The corporate managers in “The Burning Sea” seem, at first, like the kind who would want to cover things up. When Sofia (Kristine Kujath Thorp), a robotics engineer who operates a snakelike ocean robot camera, shows the foreboding underwater footage she has captured to William Lie (Bjørn Floberg), a veteran SAGA executive, he asks for the tape as if he wants to bury it. But then the oil platforms, having literally gone under, release millions of gallons of oil into the sea, and the executives do the only thing they can: evacuate the survivors and decide how to minimize the damage.

This section, in its dryly understated way, does give off a glint of Roland Emmerich grandiosity. The worst-case scenario, according to a SAGA official named Berit (Ane Skumsvoll), who has the mien of a concerned high-school principal, is that Norway’s entire Western coast will be devastated. “Every fjord,” she says. “Every nook and cranny. Birds. Fish. All fauna. Nature. All aquaculture ruined. The fishing industry. Tourism. It will take decades to repair the damage, maybe a century. And then it will continue down this way, expanding toward Denmark, Germany, the Netherlands, Britain…” The way her speech keeps escalating, it’s a little like a “Naked Gun” scene. You keep waiting for her to say, “And Christmas will be canceled.”

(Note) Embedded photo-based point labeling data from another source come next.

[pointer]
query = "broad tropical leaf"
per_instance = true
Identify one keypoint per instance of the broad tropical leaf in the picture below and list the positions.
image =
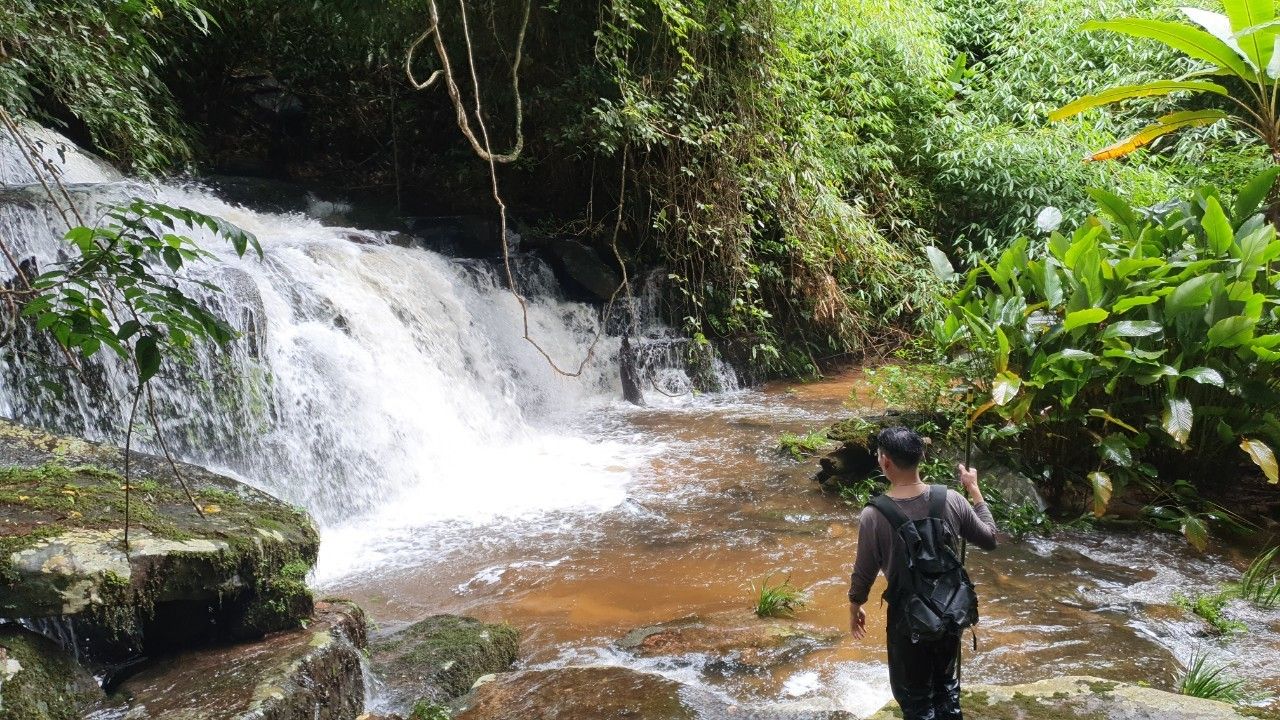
(1132, 91)
(1087, 317)
(1166, 124)
(1178, 419)
(1101, 483)
(1264, 458)
(1192, 41)
(1246, 14)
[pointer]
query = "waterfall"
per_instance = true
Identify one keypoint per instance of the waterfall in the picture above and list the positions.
(368, 376)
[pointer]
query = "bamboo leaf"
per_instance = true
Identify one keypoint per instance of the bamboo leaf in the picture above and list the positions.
(1178, 419)
(1166, 124)
(1119, 94)
(1189, 40)
(1101, 483)
(1264, 458)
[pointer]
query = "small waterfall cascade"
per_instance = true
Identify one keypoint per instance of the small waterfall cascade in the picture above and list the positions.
(366, 374)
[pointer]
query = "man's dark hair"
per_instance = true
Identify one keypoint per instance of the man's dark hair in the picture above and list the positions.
(904, 446)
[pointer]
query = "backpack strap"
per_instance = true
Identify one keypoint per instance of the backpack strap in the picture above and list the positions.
(890, 510)
(937, 501)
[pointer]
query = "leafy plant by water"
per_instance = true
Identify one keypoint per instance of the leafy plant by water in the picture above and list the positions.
(781, 600)
(803, 446)
(1208, 680)
(1141, 349)
(1260, 583)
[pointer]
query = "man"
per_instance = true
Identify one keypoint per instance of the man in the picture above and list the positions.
(922, 674)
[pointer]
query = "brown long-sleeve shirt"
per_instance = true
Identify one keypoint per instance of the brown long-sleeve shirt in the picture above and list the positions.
(876, 534)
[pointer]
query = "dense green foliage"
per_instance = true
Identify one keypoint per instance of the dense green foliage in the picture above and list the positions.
(97, 65)
(784, 162)
(1142, 346)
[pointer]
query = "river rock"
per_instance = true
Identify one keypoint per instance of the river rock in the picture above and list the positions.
(734, 642)
(438, 659)
(236, 573)
(854, 459)
(39, 680)
(1079, 697)
(302, 674)
(577, 693)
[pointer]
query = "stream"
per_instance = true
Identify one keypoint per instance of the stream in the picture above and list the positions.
(385, 388)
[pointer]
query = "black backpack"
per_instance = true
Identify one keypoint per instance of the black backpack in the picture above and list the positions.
(931, 589)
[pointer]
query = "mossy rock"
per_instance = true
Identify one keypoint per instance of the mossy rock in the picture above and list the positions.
(440, 657)
(41, 682)
(1082, 698)
(302, 674)
(234, 573)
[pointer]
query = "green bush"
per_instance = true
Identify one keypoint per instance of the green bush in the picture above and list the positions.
(1143, 346)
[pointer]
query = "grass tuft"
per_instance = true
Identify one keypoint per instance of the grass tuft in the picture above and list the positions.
(1210, 682)
(781, 600)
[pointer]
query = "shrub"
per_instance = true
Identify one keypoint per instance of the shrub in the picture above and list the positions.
(1141, 347)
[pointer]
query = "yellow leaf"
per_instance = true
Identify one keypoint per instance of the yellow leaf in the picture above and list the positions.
(1264, 458)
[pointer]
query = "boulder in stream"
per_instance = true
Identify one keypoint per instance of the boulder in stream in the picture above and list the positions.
(41, 682)
(302, 674)
(438, 659)
(732, 642)
(234, 573)
(1078, 697)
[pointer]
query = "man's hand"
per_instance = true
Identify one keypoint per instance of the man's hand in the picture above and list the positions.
(969, 479)
(856, 620)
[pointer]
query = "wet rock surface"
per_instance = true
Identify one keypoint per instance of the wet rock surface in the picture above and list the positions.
(1083, 698)
(576, 693)
(438, 659)
(302, 674)
(41, 682)
(234, 573)
(734, 642)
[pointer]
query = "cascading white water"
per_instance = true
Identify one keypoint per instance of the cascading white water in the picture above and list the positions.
(369, 377)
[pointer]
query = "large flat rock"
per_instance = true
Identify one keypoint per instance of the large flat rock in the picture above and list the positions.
(237, 572)
(1077, 697)
(302, 674)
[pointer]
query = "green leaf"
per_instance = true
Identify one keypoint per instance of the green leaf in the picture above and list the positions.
(1252, 195)
(1005, 387)
(149, 358)
(937, 259)
(1132, 91)
(1217, 228)
(1189, 40)
(1130, 302)
(1178, 418)
(1164, 126)
(1232, 332)
(1205, 377)
(1115, 449)
(1087, 317)
(1101, 483)
(1246, 14)
(1192, 295)
(1133, 328)
(1264, 458)
(1196, 532)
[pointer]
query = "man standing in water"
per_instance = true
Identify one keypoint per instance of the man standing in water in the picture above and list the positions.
(923, 674)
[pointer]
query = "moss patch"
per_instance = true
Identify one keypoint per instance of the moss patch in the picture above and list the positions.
(242, 565)
(442, 656)
(45, 683)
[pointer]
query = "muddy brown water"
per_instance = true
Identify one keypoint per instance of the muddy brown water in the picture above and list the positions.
(713, 509)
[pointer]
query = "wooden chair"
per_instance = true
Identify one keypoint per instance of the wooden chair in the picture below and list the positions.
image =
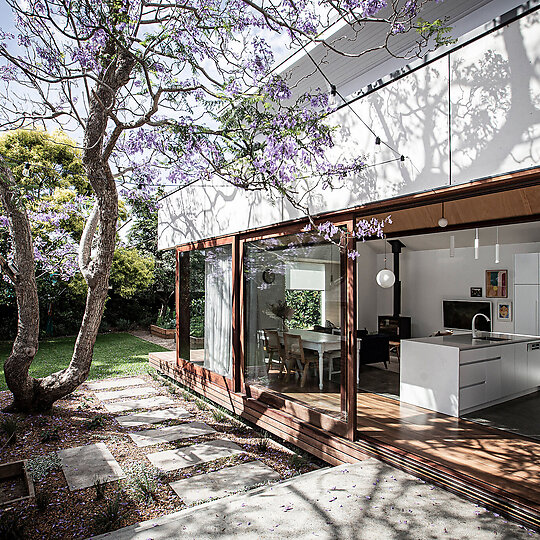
(272, 345)
(296, 355)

But I don’t mean to make light of ecological ruin. It’s that weaselly but charismatic SAGA executive — the one who took the tape — who comes up with the idea of setting the oil spill on fire while it’s still in a relatively contained zone. The damage will be considerable, but better than the potential destruction otherwise. The oil fire, when it’s lit, looks spectacular enough, though maybe not as mind-blowing as the film’s title promises. The suspense comes from how Stian, in heading underground to shut down that well, got trapped before he could be evacuated. Sofia is his girlfriend, and she and her robotics partner, Arthur (Rolf Kristian Larsen), commander a helicopter and fly out to the rig to try and rescue Stian, which makes the film feel, for about 20 minutes, like “Titanic” set inside a giant trash compactor.

“The Burning Sea” isn’t based on a real case (though it may play off Forties Oil Field, discovered 100 miles off the coast of Scotland in 1970). Yet you often wish that it had been. The movie has every right to be fiction, but the heart of its drama lies in its patina of plausibility. It ends with the officials of Norway deciding that while they once thought of Norway as an “oil nation,” it’s really an “ocean nation.” All of which makes “The Burning Sea” a movie that’s likely to go over a lot better in Norway than it does in other places. At this point the world needs a movie that documents the sins of the fossil-fuel industry more than it needs a thriller that plays off its unhappy accidents.